Now look you in the mirror
And swear to your own face
It never dealt in error
With pity or with praise.
Swear that there is no Circe,
And swear me, if you can,
That without aid or mercy
You are but your own man.
If you can swear thus nimbly
Then we can end our wars
And join in the assembly
Of jungle predators,
For honestly to thieve
Bespeaks a brotherhood:
Without a “by your leave”
I live upon your blood.
THE MAN WHO MARRIED MAGDALENE
Variation on a Theme by Louis Simpson
Then said the Lord, dost thou well to be angry?
I have been in this bar
For close to seven days.
The dark girl over there,
For a modest dollar, lays.
And you can get a blow-job
Where other men have pissed
In the little room that’s sacred
To the Evangelist—
If you’re inclined that way.
For myself, I drink and sleep.
The floor is knotty cedar
But the beer is flat and cheap.
And you can bet your life
I’ll be here another seven.
Stranger, here’s to my wife,
Who died and went to heaven.
She was a famous beauty,
But our very breath is loaned.
The rabbi’s voice was fruity,
And since then I’ve been stoned—
A royal, nonstop bender.
But your money’s no good here;
Put it away.
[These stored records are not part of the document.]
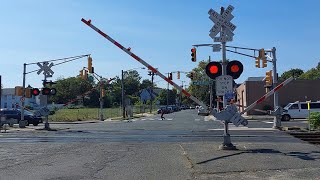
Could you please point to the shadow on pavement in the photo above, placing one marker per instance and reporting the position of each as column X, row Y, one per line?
column 313, row 155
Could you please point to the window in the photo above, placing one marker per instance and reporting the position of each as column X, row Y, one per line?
column 304, row 106
column 314, row 105
column 294, row 106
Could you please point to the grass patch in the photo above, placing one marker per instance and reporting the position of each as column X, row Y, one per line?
column 83, row 114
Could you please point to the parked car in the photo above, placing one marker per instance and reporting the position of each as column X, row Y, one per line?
column 166, row 111
column 299, row 110
column 16, row 114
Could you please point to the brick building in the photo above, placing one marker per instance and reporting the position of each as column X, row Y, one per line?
column 297, row 90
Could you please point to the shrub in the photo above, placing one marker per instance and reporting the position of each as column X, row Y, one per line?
column 314, row 120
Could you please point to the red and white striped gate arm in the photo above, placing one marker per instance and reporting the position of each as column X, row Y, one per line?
column 267, row 95
column 143, row 62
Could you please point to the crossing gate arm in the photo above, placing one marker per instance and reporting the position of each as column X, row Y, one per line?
column 267, row 95
column 154, row 70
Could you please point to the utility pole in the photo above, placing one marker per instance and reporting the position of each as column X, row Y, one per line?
column 122, row 96
column 226, row 136
column 151, row 92
column 0, row 91
column 168, row 93
column 22, row 123
column 101, row 99
column 277, row 117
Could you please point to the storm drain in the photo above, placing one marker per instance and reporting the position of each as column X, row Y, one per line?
column 312, row 137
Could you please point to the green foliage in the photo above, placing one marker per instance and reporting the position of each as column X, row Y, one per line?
column 311, row 74
column 314, row 120
column 163, row 97
column 295, row 73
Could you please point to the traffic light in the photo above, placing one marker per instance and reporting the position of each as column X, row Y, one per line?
column 90, row 68
column 18, row 91
column 193, row 54
column 35, row 91
column 214, row 69
column 234, row 69
column 264, row 63
column 258, row 62
column 269, row 77
column 170, row 76
column 85, row 76
column 28, row 93
column 262, row 56
column 192, row 75
column 81, row 74
column 103, row 92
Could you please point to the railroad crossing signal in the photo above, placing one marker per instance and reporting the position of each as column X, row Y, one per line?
column 170, row 76
column 90, row 68
column 269, row 77
column 262, row 56
column 192, row 74
column 214, row 69
column 193, row 54
column 18, row 90
column 35, row 91
column 46, row 68
column 234, row 69
column 258, row 62
column 222, row 21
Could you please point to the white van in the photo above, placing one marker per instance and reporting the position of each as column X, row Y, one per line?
column 299, row 110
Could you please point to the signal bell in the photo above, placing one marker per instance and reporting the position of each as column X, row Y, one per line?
column 234, row 69
column 214, row 69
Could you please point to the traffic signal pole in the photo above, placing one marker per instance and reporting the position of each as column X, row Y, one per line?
column 227, row 145
column 22, row 123
column 277, row 117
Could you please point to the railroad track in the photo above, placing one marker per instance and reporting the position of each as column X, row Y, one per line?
column 312, row 137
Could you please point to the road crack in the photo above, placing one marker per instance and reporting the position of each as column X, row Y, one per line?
column 190, row 163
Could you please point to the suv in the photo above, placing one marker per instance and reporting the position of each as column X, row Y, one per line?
column 299, row 110
column 16, row 114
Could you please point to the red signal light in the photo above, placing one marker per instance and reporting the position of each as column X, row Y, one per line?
column 234, row 68
column 35, row 91
column 213, row 69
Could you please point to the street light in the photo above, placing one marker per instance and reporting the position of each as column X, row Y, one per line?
column 122, row 89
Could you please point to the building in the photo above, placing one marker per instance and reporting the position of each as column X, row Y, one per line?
column 297, row 90
column 10, row 100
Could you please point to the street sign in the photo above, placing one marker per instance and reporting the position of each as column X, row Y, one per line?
column 224, row 84
column 216, row 47
column 46, row 68
column 222, row 25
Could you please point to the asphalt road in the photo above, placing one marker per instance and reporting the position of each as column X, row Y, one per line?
column 183, row 146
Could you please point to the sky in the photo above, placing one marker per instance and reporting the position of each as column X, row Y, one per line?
column 160, row 32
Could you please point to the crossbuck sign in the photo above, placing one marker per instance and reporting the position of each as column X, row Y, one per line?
column 222, row 25
column 46, row 68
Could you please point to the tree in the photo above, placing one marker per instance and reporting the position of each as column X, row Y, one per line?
column 313, row 73
column 295, row 73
Bartender,
Give my friend a beer.
I dreamed the other night
When the sky was full of stars
That I stood outside a gate
And looked in through the bars.
Two angels stood together.
A purple light was shed
From their every metal feather.
And then one of them said,
“It was pretty much the same
For years and years and years,
But since the Christians came
The place is full of queers.
Still, let them have their due.
Things here are far less solemn.
Instead of each beardy Jew
Muttering, ‘Shalom, Shalom,’
There’s a down-to-earth, informal
Fleshiness to the scene;
It’s healthier, more normal,
If you know what I mean.
Such as once went to Gehenna
Now dance among the blessed.
But Mary Magdalena,
She had it the best.”
And he nudged his feathered friend
And gave him a wicked leer,
And I woke up and fought back
The nausea with a beer.
What man shall understand
The Lord’s mysterious way?
My tongue is thick with worship
And whiskey, and some day
I will come to in Bellevue
And make psalms unto the Lord.
But verily I tell you,
She hath her reward.
IMPROVISATIONS ON AESOP
1
It was a tortoise aspiring to fly
That murdered Aeschylus. All men must die.
2
The crocodile rends man and beast to death
And has St. Francis’ birds to pick his teeth.
3
Lorenzo sponsored artists, and the ant
Must save to give the grasshopper a grant.
4
The blind man bears the lame, who gives him eyes;
Only the weak make common enterprise.
5
Frogs into bulls, sows’ ears into silk purses,
These are our hopes in youth, in age our curses.
6
Spare not the rod, lest thy child be undone,
And at the gallows cry, “Behold thy son.”
7
The Fox and Buddha put away their lust:
“Sour grapes!” they cry, “All but the soul is dust!”
8
An ass may look at an angel, Balaam was shown;
Cudgel thy wits, and leave thine ass alone.
9
Is not that pastoral instruction sweet
Which says who shall be eaten, who shall eat?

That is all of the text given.